IBM announced that it has built two new quantum computers, which number 16 and 17 qubits, respectively. The 16-qubit computer will be available to developers and researchers at no cost through the IBM Cloud service. The 17-qubit quantum computer will be sold as a prototype commercial product to other companies.
A qubit is the basic unit of information in a quantum computer, as well as the quantum equivalent of a "bit" in the conventional computing world. However, instead of having a value of either 0 or 1, it can have 0, 1, or both values at the same time. This is called "superposition," and it's a fundamental property of quantum computing.
Towards Quantum Supremacy
IBM and Google believe that “quantum supremacy,” or the moment when quantum computers will solve at least some problems faster than the fastest supercomputers on Earth, will be achieved when we can build a quantum computer with around 50 qubits. Both companies plan to have such a computer ready in the next few years.
So far most universal quantum computers have been stuck at five or fewer qubits, with Google being one of the few to break apart with its nine-qubit quantum computer. Google’s computer was also able to demonstrate one of the first practical applications of universal quantum computers by accurately simulating a hydrogen H2 molecule.
Although we don’t know yet if Google has further upgraded its quantum computer since it last talked about the nine-qubit one, IBM seems to have one-upped Google this time with 16- and 17-qubit quantum computers.
IBM’s New Quantum Computers
The 16-qubit quantum computer will allow more complex experimentation than its previous five-qubit system, according to IBM. It will be freely accessible to developers, programmers, and researchers who want to run quantum algorithms, work with individual qubits, or explore tutorials and simulations. Beta access is available through the IBM Quantum Experience program, and a new software development kit (SDK) is available on GitHub.
The 17-qubit quantum computer leverages significant improvements in materials, device, and architecture to make it IBM’s most powerful universal quantum computer. The chip is still a prototype but it will be offered for sale to interested businesses looking to do a quantum leap (get it?) over their competitors.
"The significant engineering improvements announced today will allow IBM to scale future processors to include 50 or more qubits, and demonstrate computational capabilities beyond today’s classical computing systems,” said Arvind Krishna, senior vice president and director of IBM Research and Hybrid Cloud.
“These powerful upgrades to our quantum systems, delivered via the IBM Cloud, allow us to imagine new applications and new frontiers for discovery that are virtually unattainable using classical computers alone,” he added.
Although IBM seems to already be ahead of everyone else when it comes to the number of quits in universal quantum computers--with the exception of D-Wave’s 2,000 qubit system, which is not a universal quantum computer--it noted that the number of qubits isn’t the most important factor, or, rather, not the only factor that matters.
Due to the fragile nature of quantum information, the quality of the qubits, how they talk to each other, and minimizing quantum errors are even more important when it comes to increasing the computational power of a quantum system.

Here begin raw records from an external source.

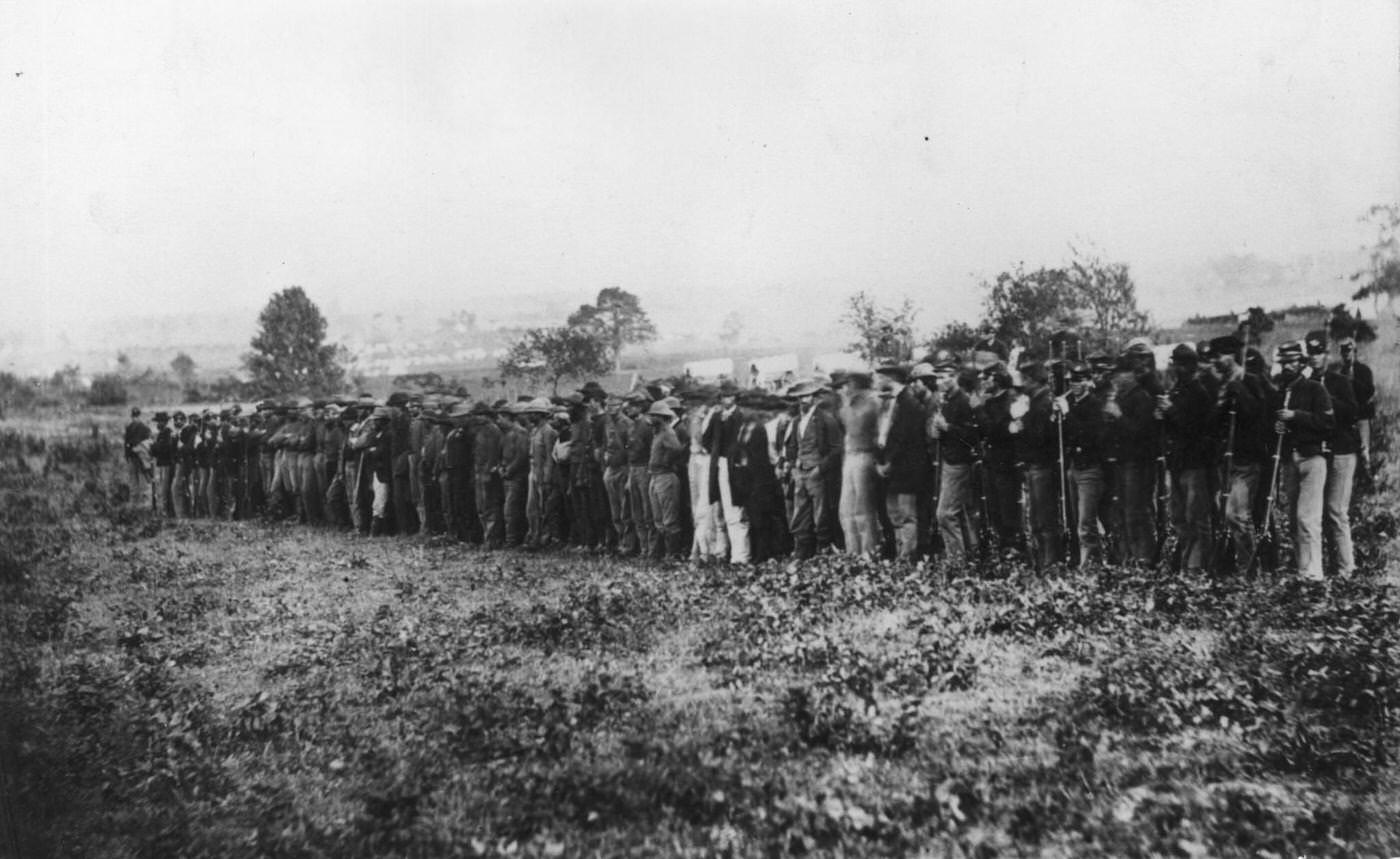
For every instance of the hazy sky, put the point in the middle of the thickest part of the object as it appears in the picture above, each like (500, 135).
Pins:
(762, 155)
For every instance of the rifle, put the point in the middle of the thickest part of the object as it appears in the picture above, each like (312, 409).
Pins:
(1266, 533)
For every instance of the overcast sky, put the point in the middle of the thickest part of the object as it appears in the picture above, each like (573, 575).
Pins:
(172, 157)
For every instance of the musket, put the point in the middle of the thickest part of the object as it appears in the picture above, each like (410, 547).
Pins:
(1266, 532)
(1066, 535)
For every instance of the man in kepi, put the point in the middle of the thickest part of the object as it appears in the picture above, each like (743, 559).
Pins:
(137, 466)
(1305, 419)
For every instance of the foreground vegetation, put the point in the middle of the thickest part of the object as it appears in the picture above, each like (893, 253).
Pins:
(207, 689)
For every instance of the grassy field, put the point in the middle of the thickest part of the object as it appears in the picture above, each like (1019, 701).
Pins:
(202, 689)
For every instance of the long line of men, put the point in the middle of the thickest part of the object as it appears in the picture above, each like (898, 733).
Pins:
(1070, 459)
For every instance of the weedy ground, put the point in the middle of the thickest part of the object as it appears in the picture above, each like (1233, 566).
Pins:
(200, 689)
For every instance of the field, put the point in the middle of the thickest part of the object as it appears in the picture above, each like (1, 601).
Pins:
(200, 689)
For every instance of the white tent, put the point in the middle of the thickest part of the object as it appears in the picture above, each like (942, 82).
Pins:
(829, 361)
(711, 370)
(769, 370)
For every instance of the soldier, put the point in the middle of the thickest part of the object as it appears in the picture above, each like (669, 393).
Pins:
(720, 439)
(902, 459)
(615, 430)
(639, 479)
(1364, 386)
(1306, 420)
(1001, 480)
(401, 488)
(954, 424)
(1343, 446)
(163, 453)
(1189, 414)
(332, 448)
(1133, 437)
(378, 462)
(710, 540)
(185, 434)
(1036, 445)
(665, 480)
(860, 416)
(514, 474)
(433, 434)
(137, 469)
(206, 463)
(753, 479)
(814, 451)
(542, 437)
(1243, 421)
(486, 473)
(1085, 441)
(454, 472)
(231, 463)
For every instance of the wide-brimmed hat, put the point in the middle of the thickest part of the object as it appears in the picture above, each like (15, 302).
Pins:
(805, 389)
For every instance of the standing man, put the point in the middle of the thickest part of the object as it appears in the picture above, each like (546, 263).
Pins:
(639, 479)
(486, 473)
(163, 453)
(665, 480)
(1243, 421)
(1362, 385)
(1189, 413)
(1036, 442)
(720, 441)
(616, 428)
(1305, 417)
(1343, 448)
(955, 427)
(902, 459)
(514, 474)
(1085, 448)
(860, 414)
(137, 469)
(1133, 435)
(814, 449)
(1001, 480)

This is why IBM has adopted a new metric, which it calls “quantum volume,” to measure the computational power of quantum computers. According to the company, the quantum volume metric accounts for the number and quality of qubits, circuit connectivity, and error rates of operations. IBM also noted that its 17-qubit prototype offers a significant improvement in quantum volume over previous quantum computers.
Over the next few years, IBM plans to increase the quantum volume of its qubits even more aggressively by improving all aspects of its quantum processors, including increasing their qubit number to 50 or more.